Communication is a vital tool in running our everyday life. Individuals in jails and prisons had a difficult time communicating with their friends and loved ones. Pay Tel Communication Company noticed the gap and established the firm to provide communication service to correctional institutions. Over the years technology has been growing new, and the communication industry has not been left behind. Pay Tel communication has also been going with the trend, and it no longer relies on yesterday’s technology nor does it use it to use the out-dated patent that does not exist in the current market.
Pay Tel has since its inception been expanding new and inventive solutions for the future of telecommunication industry and the future needs of correction facilities. Pay Tel is responsible and is dedicated to delivering the best services to inmates and the correctional institutions. Pay Tel provides; practical effective features has a dedicated team of developers, gives updates after every six months with no charges, and gives training for new web features.
Pay Tel Communication Company was established in 1986 and started operating the same year.

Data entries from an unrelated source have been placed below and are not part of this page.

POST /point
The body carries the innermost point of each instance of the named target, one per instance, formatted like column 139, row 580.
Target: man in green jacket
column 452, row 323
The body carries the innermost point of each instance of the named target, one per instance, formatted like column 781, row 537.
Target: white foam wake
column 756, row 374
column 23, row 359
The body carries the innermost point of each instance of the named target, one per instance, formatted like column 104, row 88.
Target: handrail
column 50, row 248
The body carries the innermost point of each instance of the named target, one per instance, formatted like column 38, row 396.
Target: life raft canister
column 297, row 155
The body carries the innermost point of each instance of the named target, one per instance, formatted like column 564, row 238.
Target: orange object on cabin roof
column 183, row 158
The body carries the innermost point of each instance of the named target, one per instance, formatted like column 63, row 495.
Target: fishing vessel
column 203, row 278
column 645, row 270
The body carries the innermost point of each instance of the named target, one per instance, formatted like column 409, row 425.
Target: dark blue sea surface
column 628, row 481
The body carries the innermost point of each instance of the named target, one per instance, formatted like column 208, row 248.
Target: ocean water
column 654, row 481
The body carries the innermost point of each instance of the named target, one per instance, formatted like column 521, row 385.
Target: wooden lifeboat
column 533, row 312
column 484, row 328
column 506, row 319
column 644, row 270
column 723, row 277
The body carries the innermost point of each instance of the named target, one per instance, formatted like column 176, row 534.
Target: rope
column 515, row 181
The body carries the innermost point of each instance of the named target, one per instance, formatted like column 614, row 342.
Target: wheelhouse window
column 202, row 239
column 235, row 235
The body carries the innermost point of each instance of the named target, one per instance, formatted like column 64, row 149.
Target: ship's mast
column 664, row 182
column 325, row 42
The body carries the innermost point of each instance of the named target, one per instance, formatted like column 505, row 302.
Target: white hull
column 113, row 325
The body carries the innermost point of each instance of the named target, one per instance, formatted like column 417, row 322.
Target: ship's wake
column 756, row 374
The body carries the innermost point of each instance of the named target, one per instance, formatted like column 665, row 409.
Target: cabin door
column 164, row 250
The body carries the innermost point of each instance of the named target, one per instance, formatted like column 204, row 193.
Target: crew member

It has been providing payphone services in the Southeastern United States. In 1989 Pay Tel noticed the communication gap that was in correctional facilities and the firm introduced inmate telephone services. Over time it grew and became a dominant telecommunication company that offered the services In the Southeast of U.S.

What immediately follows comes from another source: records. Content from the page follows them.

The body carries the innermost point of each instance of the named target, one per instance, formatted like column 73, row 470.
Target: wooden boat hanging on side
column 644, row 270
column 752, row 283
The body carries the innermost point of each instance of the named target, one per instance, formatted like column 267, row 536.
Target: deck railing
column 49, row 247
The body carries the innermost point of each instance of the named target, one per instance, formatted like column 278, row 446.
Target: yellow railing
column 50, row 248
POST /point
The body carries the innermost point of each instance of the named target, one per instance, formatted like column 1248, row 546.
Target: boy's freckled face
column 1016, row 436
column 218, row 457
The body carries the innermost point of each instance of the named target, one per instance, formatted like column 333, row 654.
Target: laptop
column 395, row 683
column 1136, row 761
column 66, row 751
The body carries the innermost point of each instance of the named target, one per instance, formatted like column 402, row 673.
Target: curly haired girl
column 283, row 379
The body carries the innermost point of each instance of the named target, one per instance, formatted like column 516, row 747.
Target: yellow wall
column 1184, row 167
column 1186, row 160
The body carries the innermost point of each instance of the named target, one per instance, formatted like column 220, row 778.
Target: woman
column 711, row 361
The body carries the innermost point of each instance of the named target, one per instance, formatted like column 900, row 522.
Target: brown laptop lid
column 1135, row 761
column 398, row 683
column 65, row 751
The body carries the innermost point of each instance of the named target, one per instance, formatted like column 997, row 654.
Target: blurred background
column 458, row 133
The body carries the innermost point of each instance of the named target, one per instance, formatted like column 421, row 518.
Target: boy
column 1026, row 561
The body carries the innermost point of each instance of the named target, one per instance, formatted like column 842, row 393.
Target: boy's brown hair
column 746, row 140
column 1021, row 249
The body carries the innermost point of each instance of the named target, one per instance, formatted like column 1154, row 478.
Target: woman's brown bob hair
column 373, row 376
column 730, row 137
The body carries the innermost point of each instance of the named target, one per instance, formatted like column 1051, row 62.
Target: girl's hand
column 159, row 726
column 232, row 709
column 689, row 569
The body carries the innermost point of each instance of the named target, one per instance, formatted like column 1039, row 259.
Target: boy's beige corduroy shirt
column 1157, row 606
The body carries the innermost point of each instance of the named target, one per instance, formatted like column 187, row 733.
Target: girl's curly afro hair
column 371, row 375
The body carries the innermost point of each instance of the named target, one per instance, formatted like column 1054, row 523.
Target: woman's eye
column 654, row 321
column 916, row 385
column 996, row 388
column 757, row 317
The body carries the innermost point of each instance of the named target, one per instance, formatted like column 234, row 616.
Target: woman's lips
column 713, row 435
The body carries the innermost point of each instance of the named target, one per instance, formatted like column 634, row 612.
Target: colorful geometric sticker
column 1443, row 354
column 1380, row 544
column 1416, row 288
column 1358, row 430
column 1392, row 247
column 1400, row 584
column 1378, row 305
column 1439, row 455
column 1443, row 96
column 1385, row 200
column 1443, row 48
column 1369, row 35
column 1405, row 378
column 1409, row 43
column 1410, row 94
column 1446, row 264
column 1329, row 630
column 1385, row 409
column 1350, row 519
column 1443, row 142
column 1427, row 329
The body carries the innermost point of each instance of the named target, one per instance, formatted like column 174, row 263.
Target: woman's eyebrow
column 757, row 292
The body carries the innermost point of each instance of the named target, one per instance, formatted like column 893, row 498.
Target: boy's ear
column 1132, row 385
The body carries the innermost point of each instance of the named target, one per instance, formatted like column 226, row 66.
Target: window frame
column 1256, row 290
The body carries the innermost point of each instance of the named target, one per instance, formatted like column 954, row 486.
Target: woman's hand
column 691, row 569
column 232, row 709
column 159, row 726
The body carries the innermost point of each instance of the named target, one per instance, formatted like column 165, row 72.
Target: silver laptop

Pay Tel has experienced tremendous growth since it was founded, and its dedicated staff members endeavors to deliver unremitting innovations through their platforms which are known to offer faultless incorporation using the industries most investigative tools. Their primary mission is to provide ground-breaking solutions to the detention industry. Everyday they are committed to serving and give the best services to their clients dwelling on their company’s motto; promises gets customers performance keeps them. /www.paytel.com/about-paytel/business-ethics.
Until last fall, families in the US have had to pay as much as $1 per minute to talk to their loved ones in prison. Seeing this rate as unjust, the Federal Communications Commission stepped in to regulate much of the prison calling industry. But despite this action, families were surprised to notice this June that their call rates have actually gone up since.
Before the FCC began regulating private prison calling firms, the high price of $1 a minute was largely due to monopoly contracts, revenue-sharing deals with local sheriffs, and little oversight. When the decision was made to lower these rates, rate caps were placed on interstate calls only. So in order to compensate for this loss in revenue, private firms like Securus Technologies raised their in-state calls by as much as 52%. For an example, at a jail in Holdenville Colorado, the price for a call went up from $4.03 to $5.75 in only 24 hours.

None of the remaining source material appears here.